The problem is that insulin is pumped out in such large amounts that blood sugar levels can then become too low. Quick drops in blood sugar levels result in a “crash”, or loss of energy, and the body then craves another “hit”, so to speak. When this craving is indulged, the cycle repeats itself, creating a “yo-yo” or “roller coaster” effect of ups and downs in blood sugar levels.

It’s Not Just the Sugar

     It is important to note at this point that it is not only refined sugar that creates this imbalance in the blood stream. What many people do not realize is that refined carbohydrates quickly convert to sugar once inside the digestive tract and produce the same effect.  It is not just the cookies, cakes and other dessert items made from refined white flour that raise glucose and insulin levels. Many other popular refined grain products like breads, rolls, bagels, hamburger buns, cereals, crackers, pizza dough, tortillas, pretzels and other snack items, which are consumed in such abundance in the diets of most people today, significantly contribute to the problem.
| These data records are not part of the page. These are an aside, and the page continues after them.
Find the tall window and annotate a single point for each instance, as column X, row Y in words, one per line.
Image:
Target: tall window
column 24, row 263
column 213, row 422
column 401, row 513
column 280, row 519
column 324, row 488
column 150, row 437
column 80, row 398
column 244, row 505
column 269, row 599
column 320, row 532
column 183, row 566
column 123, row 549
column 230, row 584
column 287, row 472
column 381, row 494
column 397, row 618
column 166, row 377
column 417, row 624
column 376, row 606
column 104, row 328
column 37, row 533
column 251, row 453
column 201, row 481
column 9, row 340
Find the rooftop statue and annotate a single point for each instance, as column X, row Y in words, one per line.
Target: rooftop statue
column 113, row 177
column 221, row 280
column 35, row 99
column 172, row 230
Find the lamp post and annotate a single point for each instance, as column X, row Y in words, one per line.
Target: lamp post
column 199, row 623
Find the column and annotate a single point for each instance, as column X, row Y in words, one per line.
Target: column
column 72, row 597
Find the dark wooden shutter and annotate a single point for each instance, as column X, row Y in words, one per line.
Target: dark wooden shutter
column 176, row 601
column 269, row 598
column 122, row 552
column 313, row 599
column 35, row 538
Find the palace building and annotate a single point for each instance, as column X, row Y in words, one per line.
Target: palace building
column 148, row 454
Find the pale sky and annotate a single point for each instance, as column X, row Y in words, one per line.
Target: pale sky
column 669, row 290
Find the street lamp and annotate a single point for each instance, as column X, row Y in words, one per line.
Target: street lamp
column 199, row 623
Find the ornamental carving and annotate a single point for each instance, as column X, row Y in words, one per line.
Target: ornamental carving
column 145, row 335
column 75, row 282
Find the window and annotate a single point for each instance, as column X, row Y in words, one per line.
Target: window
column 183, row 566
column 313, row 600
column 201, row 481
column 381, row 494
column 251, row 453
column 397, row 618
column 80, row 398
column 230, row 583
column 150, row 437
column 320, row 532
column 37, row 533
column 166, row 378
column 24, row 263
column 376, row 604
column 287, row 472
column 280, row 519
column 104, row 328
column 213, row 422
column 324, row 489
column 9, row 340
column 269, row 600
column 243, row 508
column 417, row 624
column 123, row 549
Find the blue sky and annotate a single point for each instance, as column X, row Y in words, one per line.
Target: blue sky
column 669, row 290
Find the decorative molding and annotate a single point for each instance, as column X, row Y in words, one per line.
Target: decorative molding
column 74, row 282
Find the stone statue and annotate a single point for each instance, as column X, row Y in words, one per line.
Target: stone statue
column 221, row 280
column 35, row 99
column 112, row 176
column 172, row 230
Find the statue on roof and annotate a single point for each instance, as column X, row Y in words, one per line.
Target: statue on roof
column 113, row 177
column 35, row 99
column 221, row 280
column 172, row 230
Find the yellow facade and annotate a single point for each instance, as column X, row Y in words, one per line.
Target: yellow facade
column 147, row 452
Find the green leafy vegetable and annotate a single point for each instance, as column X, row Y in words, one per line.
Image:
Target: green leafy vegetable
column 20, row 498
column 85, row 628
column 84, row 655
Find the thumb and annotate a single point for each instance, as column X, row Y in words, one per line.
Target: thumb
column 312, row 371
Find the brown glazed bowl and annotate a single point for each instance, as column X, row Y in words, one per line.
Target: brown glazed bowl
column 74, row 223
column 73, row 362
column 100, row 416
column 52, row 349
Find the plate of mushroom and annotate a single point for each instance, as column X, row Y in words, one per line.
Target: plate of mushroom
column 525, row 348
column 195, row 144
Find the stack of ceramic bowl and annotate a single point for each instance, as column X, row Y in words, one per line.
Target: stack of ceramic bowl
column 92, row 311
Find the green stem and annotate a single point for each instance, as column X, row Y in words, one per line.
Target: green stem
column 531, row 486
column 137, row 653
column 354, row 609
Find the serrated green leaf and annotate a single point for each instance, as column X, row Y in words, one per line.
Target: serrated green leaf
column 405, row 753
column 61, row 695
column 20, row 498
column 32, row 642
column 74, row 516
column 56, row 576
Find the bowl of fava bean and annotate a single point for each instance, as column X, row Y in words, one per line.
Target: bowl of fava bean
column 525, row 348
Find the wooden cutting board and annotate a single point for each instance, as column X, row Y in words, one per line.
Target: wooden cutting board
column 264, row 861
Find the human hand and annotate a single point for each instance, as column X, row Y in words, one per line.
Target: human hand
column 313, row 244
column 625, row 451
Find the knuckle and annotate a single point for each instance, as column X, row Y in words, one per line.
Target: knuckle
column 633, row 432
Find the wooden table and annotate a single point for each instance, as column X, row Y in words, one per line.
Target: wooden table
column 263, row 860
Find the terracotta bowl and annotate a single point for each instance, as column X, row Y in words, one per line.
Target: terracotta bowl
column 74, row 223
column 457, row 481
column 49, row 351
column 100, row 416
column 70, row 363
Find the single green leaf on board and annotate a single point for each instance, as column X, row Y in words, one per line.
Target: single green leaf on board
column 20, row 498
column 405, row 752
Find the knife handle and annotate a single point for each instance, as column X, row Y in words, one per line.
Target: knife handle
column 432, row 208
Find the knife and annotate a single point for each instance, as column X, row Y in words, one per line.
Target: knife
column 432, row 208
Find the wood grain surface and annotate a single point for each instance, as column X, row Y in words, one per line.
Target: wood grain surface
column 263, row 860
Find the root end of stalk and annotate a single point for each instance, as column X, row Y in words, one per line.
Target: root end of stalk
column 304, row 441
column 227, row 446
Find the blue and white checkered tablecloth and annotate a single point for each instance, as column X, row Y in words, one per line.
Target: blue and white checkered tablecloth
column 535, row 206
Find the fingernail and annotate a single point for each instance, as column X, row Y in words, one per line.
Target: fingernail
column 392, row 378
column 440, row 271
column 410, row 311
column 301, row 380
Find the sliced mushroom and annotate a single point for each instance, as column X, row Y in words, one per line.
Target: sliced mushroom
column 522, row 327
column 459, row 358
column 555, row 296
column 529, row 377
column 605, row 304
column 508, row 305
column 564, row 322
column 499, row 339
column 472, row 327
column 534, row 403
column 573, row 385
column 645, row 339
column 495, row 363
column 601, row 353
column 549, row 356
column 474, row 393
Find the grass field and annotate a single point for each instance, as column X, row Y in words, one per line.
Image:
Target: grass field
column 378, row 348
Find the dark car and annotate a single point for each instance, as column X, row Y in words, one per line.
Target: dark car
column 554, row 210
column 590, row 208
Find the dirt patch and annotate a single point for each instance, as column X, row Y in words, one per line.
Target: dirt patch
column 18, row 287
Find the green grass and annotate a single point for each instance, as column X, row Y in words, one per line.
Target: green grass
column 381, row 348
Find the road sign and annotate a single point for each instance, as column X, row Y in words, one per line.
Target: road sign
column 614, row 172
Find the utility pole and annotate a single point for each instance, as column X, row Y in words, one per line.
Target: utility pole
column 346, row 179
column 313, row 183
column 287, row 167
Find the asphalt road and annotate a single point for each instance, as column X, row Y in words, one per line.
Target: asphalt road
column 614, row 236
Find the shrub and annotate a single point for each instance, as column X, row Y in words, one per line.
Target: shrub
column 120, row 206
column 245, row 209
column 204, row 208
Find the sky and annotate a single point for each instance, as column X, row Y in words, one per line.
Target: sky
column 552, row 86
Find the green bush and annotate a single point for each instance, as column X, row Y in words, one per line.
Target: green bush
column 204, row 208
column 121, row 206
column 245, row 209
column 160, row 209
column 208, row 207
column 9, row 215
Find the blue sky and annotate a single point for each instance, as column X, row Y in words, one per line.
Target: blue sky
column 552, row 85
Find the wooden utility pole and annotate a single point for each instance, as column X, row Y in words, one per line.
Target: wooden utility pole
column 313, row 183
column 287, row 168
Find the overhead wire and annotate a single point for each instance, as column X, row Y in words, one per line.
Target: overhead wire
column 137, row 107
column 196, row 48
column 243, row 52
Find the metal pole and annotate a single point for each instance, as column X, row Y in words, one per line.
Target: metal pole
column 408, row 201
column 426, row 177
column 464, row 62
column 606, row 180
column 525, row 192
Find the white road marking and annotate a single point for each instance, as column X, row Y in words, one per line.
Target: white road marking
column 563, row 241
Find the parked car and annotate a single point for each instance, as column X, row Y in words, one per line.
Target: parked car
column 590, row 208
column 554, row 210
     The main way to get off the blood sugar “roller coaster” is to stabilize blood sugar levels by avoiding foods with a high glycemic index. The glycemic index is a numerical scale from 0-100 that was developed to reflect how much a food raises blood sugar after its consumption in comparison with other foods. It is a beneficial tool for understanding how quickly carbohydrates in a food turn into sugar in the blood and can help a person avoid foods that release glucose into the bloodstream too quickly. The faster that high glycemic foods convert to glucose in the digestive tract, the more rapidly the blood sugar level rises and the greater amount of insulin is released by the pancreas in response to that rise. Low glycemic foods, however, are digested and absorbed more slowly and are less likely to trigger an insulin reaction. This is because they contain the needed fiber and nutrients for the breakdown and digestion of their sugars. These foods contain nutrients that can process their sugars and carbohydrates without stressing the body. The high glycemic foods, however, do not have the proteins, fats and fiber to balance their higher amounts of sugar. Therefore, the sugar has to be handled by the body by causing the pancreas to release insulin. As we have learned, chronic high levels of insulin cause decreased insulin sensitivity (insulin resistance) and also promote the storage of fat.

     Another method of evaluating how a food will affect blood sugar levels is to discover the carbohydrate density of that food. Not all low glycemic foods are low in carbohydrates. If you subtract the total grams of fiber (a type of carbohydrate that does not raise glucose levels) from the total grams of carbohydrates, you will discover what is known as “carbohydrate density”.  A refined grain-based food such as pasta can have a low to moderate glycemic index rating, yet be high in carbohydrates and calories.  A cup of dried refined pasta, for instance, is actually equivalent to a cup of sugar in the way in which it affects glucose levels, not to mention that it has very little nutritional value. When choosing a food that will keep blood sugar levels stable and promote the best health possible, select those which nutrient dense, low on the glycemic index scale, and low in total carbohydrate density.

How Cravings are Created

     Another way in which sugar creates an addictive cycle is the manner in which it over-activates the reward system of the brain, much the same as do drugs or alcohol.

When foods high in sugar are eaten, signals are sent to the brain that cause a release of various neurotransmitters (chemical messengers) that enhance mood and the sense of pleasure. One of these neurotransmitters, serotonin, is a powerful mood enhancer and appetite regulator. Another released neurotransmitter, dopamine, is commonly associated with the pleasure system of the brain.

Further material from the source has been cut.